In fact, data scientists spend a considerable amount of time pre-processing the data on which the models are to be trained through drawing useful aspects from the data, narrowing down the scope of the algorithms and then creating a system that can perform well both in the lab and in the real world. Nevertheless, Salesforce has come up with a new tool that is meant to ease the burden associated with such a process.
Recently, on GitHub, Salesforce, a cloud computing firm located in San-Francisco published TransmogrifAI, which is an automated machine learning library meant for structured data. Such data refers to the kind that is well categorized commonly found in databases and spreadsheets. It also performs feature selection, feature engineering, and model training as well, in three lines of code only.
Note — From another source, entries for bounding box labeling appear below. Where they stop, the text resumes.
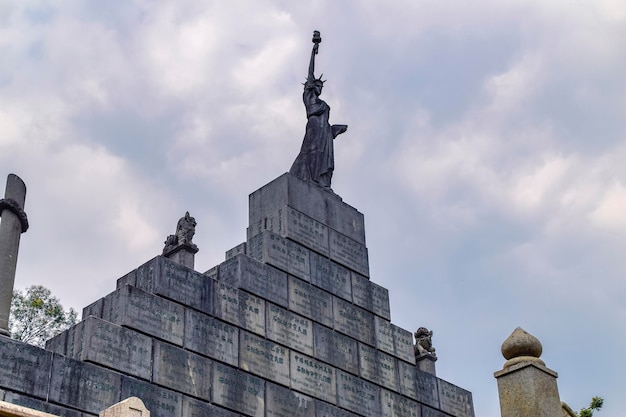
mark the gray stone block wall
[0,174,473,417]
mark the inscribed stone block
[184,309,239,366]
[374,316,395,355]
[152,340,211,401]
[289,276,333,327]
[136,256,213,314]
[415,369,439,408]
[46,330,67,355]
[122,376,183,417]
[265,382,315,417]
[105,285,185,346]
[329,229,370,277]
[311,252,352,302]
[214,281,265,336]
[315,400,357,417]
[0,337,52,399]
[333,297,376,346]
[219,255,289,307]
[437,378,474,417]
[391,324,415,364]
[225,242,247,260]
[183,396,243,417]
[0,391,85,417]
[313,323,359,374]
[291,351,337,404]
[48,356,122,414]
[377,351,398,391]
[248,174,365,244]
[265,303,313,355]
[337,371,382,417]
[422,404,449,417]
[211,362,265,417]
[359,343,381,385]
[381,389,422,417]
[239,330,289,385]
[81,298,104,319]
[72,317,152,380]
[352,273,391,320]
[268,206,329,256]
[398,361,418,400]
[246,230,311,281]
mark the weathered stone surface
[422,404,449,417]
[437,379,470,417]
[48,356,121,414]
[381,389,422,417]
[313,323,359,374]
[337,371,382,417]
[239,330,289,385]
[391,324,415,364]
[0,391,89,417]
[374,316,395,355]
[211,362,265,417]
[98,397,150,417]
[311,252,352,302]
[248,206,329,256]
[70,317,152,379]
[225,242,247,260]
[121,376,183,417]
[152,341,211,401]
[81,298,104,319]
[135,256,213,314]
[352,273,391,320]
[219,255,289,307]
[265,382,315,417]
[184,309,239,366]
[214,281,265,336]
[359,343,381,385]
[315,400,357,417]
[329,229,370,277]
[291,351,337,404]
[381,389,422,417]
[0,336,52,399]
[415,369,439,408]
[398,361,418,400]
[104,285,185,346]
[249,174,365,244]
[289,276,333,327]
[246,230,311,281]
[265,303,313,355]
[333,297,376,346]
[183,397,243,417]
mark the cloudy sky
[0,0,626,417]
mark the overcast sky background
[0,0,626,417]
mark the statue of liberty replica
[289,31,348,188]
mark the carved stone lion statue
[414,327,437,357]
[163,212,197,253]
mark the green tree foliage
[578,397,604,417]
[9,285,77,347]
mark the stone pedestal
[163,243,198,269]
[415,355,437,376]
[494,327,563,417]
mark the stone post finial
[0,174,28,336]
[494,327,563,417]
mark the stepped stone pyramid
[0,174,474,417]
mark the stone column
[0,174,28,336]
[494,327,563,417]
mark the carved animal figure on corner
[414,327,437,357]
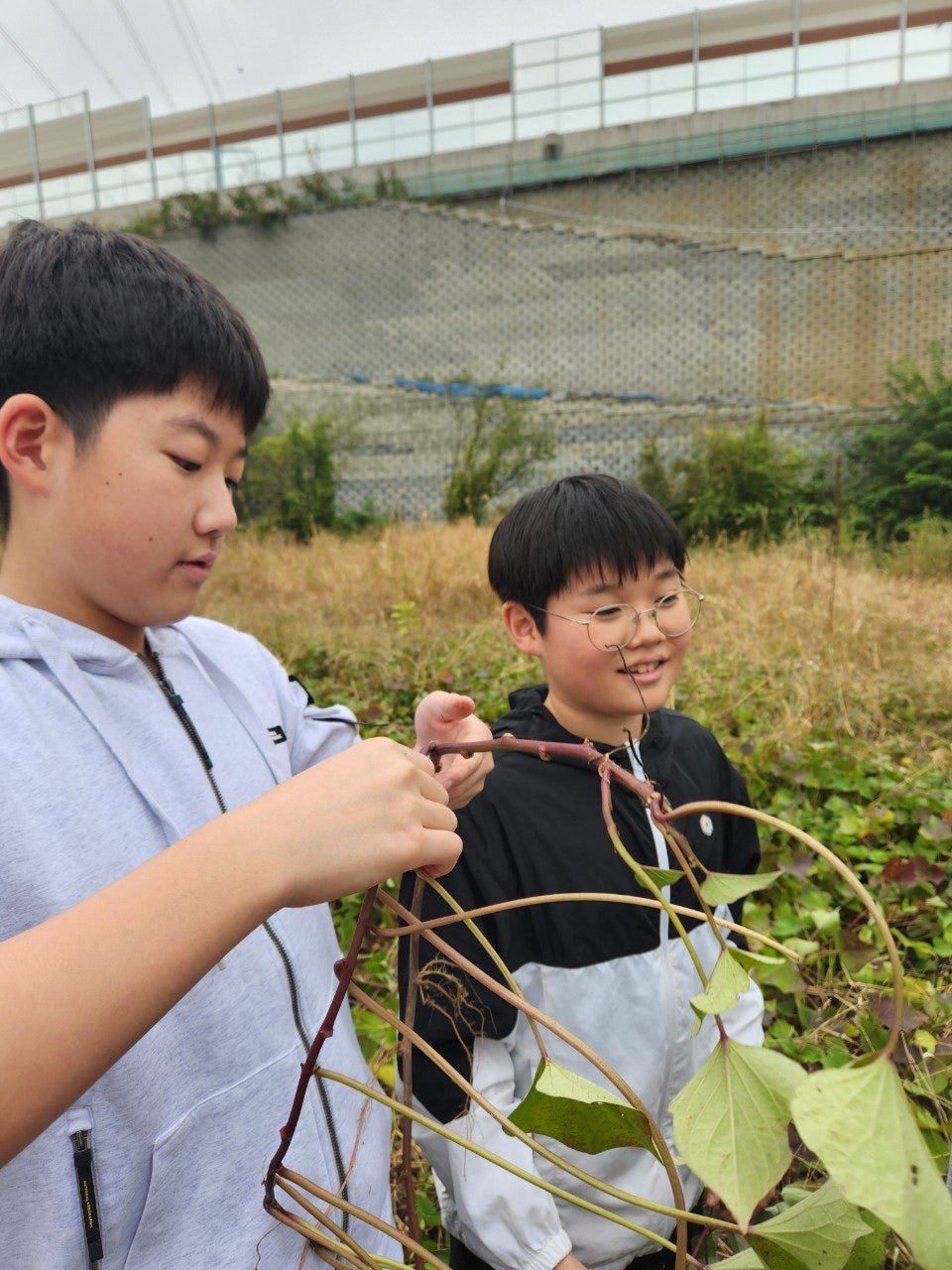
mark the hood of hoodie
[0,595,178,675]
[493,684,676,781]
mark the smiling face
[503,562,690,745]
[5,385,246,652]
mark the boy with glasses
[400,475,763,1270]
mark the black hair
[489,472,686,630]
[0,221,269,523]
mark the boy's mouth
[178,552,214,576]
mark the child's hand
[414,693,493,807]
[246,736,462,907]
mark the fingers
[416,693,493,808]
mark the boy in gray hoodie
[0,222,488,1270]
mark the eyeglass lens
[588,590,701,649]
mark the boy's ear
[503,599,543,657]
[0,393,71,493]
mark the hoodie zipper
[151,648,350,1229]
[69,1129,103,1266]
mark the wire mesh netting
[164,132,952,517]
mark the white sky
[0,0,727,114]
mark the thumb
[414,693,476,735]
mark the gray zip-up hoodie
[0,597,399,1270]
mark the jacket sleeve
[399,813,571,1270]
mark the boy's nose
[195,481,237,537]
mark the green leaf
[701,869,783,908]
[717,1248,765,1270]
[690,952,750,1015]
[747,1183,870,1270]
[919,816,952,842]
[792,1054,952,1270]
[730,944,787,967]
[670,1040,803,1226]
[509,1060,657,1156]
[643,865,684,886]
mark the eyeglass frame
[526,586,706,653]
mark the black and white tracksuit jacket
[400,686,763,1270]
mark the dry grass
[195,523,952,753]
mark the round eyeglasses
[528,586,704,653]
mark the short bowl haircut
[0,221,269,520]
[489,473,686,630]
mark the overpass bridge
[0,0,952,223]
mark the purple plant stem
[264,736,690,1212]
[264,885,377,1212]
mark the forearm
[0,739,459,1165]
[0,817,276,1165]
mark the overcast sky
[0,0,726,123]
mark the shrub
[641,413,806,545]
[235,414,335,543]
[443,396,554,525]
[847,344,952,543]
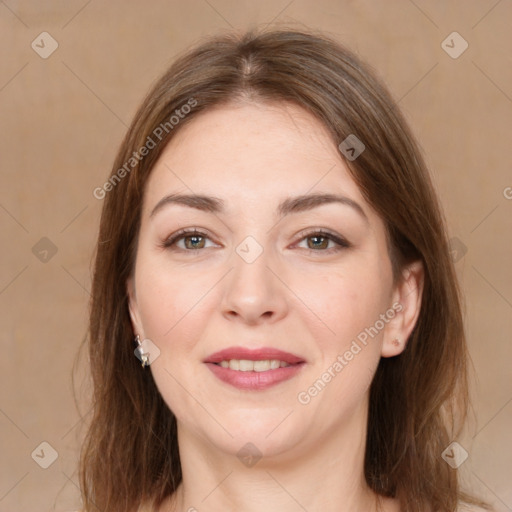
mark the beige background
[0,0,512,511]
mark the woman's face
[128,103,416,456]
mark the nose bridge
[222,236,287,323]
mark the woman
[81,31,492,512]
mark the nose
[222,243,288,325]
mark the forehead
[145,103,364,214]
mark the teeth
[219,359,290,372]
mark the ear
[126,276,144,339]
[381,261,425,357]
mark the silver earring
[135,334,149,368]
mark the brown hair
[80,30,487,512]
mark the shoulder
[456,503,488,512]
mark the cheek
[293,264,388,357]
[136,260,215,350]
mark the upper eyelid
[164,228,352,252]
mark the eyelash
[160,229,352,254]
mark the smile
[203,347,306,391]
[216,359,290,372]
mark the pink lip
[203,347,305,391]
[203,347,304,364]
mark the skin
[127,102,423,512]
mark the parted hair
[80,29,487,512]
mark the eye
[162,229,216,251]
[298,230,351,253]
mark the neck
[161,400,377,512]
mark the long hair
[80,30,486,512]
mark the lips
[203,347,306,391]
[203,347,305,365]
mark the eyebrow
[149,193,369,223]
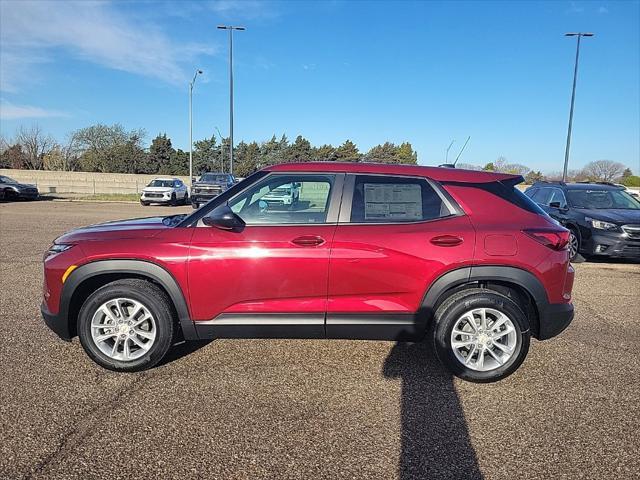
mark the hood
[55,217,170,243]
[580,208,640,225]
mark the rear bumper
[538,303,574,340]
[580,231,640,258]
[40,303,72,341]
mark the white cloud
[0,100,68,120]
[209,0,280,20]
[0,1,214,92]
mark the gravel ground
[0,202,640,479]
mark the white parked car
[261,183,300,207]
[140,178,189,206]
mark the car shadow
[383,342,483,480]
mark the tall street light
[562,32,593,182]
[215,127,224,173]
[189,70,202,189]
[218,25,245,174]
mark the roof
[564,183,623,190]
[264,162,522,183]
[533,182,623,190]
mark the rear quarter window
[350,175,451,223]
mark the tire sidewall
[78,285,173,371]
[433,292,530,383]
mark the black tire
[78,279,176,372]
[430,288,530,383]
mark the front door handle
[431,235,462,247]
[291,235,324,247]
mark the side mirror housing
[202,203,245,232]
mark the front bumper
[537,303,574,340]
[191,193,220,203]
[580,231,640,258]
[40,302,73,342]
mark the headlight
[585,217,618,230]
[44,243,73,258]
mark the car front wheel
[432,288,530,383]
[78,279,175,372]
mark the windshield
[567,190,640,210]
[200,173,229,183]
[147,180,173,188]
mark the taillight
[523,228,570,250]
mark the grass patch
[76,193,140,202]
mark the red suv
[42,162,574,382]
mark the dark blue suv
[525,182,640,260]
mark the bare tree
[15,125,56,170]
[584,160,626,182]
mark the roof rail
[535,180,566,185]
[576,180,619,187]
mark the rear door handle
[431,235,463,247]
[291,235,324,247]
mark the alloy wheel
[451,308,518,372]
[91,298,157,362]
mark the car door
[189,173,344,338]
[326,175,475,339]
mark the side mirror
[202,203,245,232]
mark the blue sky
[0,0,640,172]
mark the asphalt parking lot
[0,201,640,479]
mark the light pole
[444,140,455,164]
[215,127,224,173]
[189,70,202,189]
[218,25,245,175]
[562,32,593,182]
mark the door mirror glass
[202,203,245,231]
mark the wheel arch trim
[421,265,549,319]
[59,259,197,339]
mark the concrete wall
[0,169,189,195]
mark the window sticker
[364,183,422,220]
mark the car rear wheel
[78,279,175,372]
[432,288,530,383]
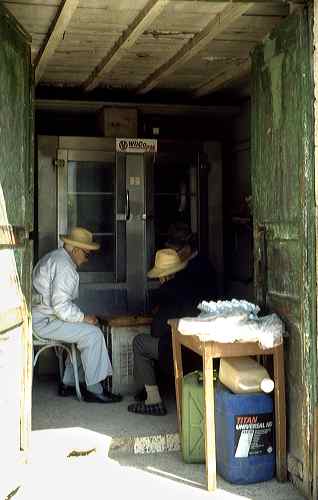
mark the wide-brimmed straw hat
[60,227,100,250]
[147,248,188,278]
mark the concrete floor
[1,382,304,500]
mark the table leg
[273,344,287,481]
[172,329,183,434]
[202,344,216,491]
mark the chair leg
[56,347,64,382]
[71,344,82,401]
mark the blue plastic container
[215,383,275,484]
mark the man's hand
[83,314,97,325]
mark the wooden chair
[32,330,82,401]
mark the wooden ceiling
[3,0,290,99]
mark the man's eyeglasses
[81,248,90,259]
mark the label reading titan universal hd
[234,413,273,458]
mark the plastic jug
[219,356,274,394]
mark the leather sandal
[128,401,167,417]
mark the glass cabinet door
[58,150,115,282]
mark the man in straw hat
[128,249,197,416]
[32,227,121,403]
[165,222,217,302]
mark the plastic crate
[106,325,150,395]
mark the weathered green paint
[252,10,316,494]
[0,5,33,302]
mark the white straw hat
[60,227,100,250]
[147,248,188,278]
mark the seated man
[32,227,121,403]
[128,249,197,416]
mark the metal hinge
[53,158,66,168]
[0,224,33,250]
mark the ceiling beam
[192,59,251,97]
[136,3,254,94]
[82,0,169,91]
[35,0,79,84]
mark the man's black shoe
[58,383,86,398]
[84,391,123,404]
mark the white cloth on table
[178,300,284,349]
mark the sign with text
[116,138,157,153]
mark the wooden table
[168,320,287,491]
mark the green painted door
[0,5,33,488]
[252,7,316,492]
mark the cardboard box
[97,107,138,137]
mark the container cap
[260,378,275,394]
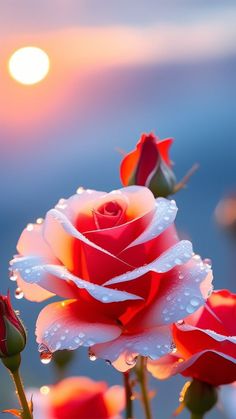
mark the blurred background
[0,0,236,419]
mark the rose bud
[0,293,26,360]
[148,290,236,387]
[120,133,176,197]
According to Salesforce, the new toolkit is written in Scala and is developed on top of Apache Spark, which are similar technologies to the ones used in powering Salesforce’s AI platform dubbed Einstein. Also, for scalability reasons, it was built from the ground up. As such, TransmogrifAI cannot only process various datasets including dozens or even millions of rows but also operate on clustered machines on an off-the-shelf laptop or on top of Spark.
Salesforce Einstein’s director of product management Mayukh Bhaowal told VentureBeat that TransmogrifAI ideally converts raw datasets into custom models. The technology marks the evolution of the company’s in-house machine learning library, which enabled Einstein’s team to implement custom models for enterprise customers in several hours.
Simplified Machine Learning
TransmogrifAI provides a three-step workflow. For starters, it offers an automated feature and feature inference selection. This marks a vital part of model training since choosing the wrong features could bring out an overly biased, inaccurate and optimistic model. Through TransmogrifAI, users can specify their data’s schema, particularly the one the library utilizes to get the features automatically, for instance, zip codes and phone numbers.
In a demonstration by Bhaowal, he showed how TransmogrifAI can rapidly isolate features such as addresses, emails and job titles as well as determine whether they are predictive. According to him, the tool kit is ideal for dimensionality reduction.
The second step in TransmogrifAI’s flow entails automated feature engineering. The library converts structured data into vectors through the feature types that are extracted in the first step.
Once it does so, it prepares to commence automated model training. At this point, TransmogrifAI operates a cadre of machine learning (ML) algorithms on the data as well as automatically choosing the ideal performing model and samples. It also recalibrates the predictions in a bid to prevent imbalanced data.
Lastly, what the Senior Director of Salesforce Einstein’s data science department calls model explainability is core to the toolkit’s training. It refers to the transparency regarding the factors that influence the predictions of a model. She added that it is vital that the generated model is not a black box, especially from data privacy and trust perspective.
Coincidentally, the timing of TransmogrifAI comes after a few days after Oracle’s GraphPipe becomes open-sourced, a tool that makes it easier to deploy machine learning models made by frameworks like Google’s TensorFlow in the cloud.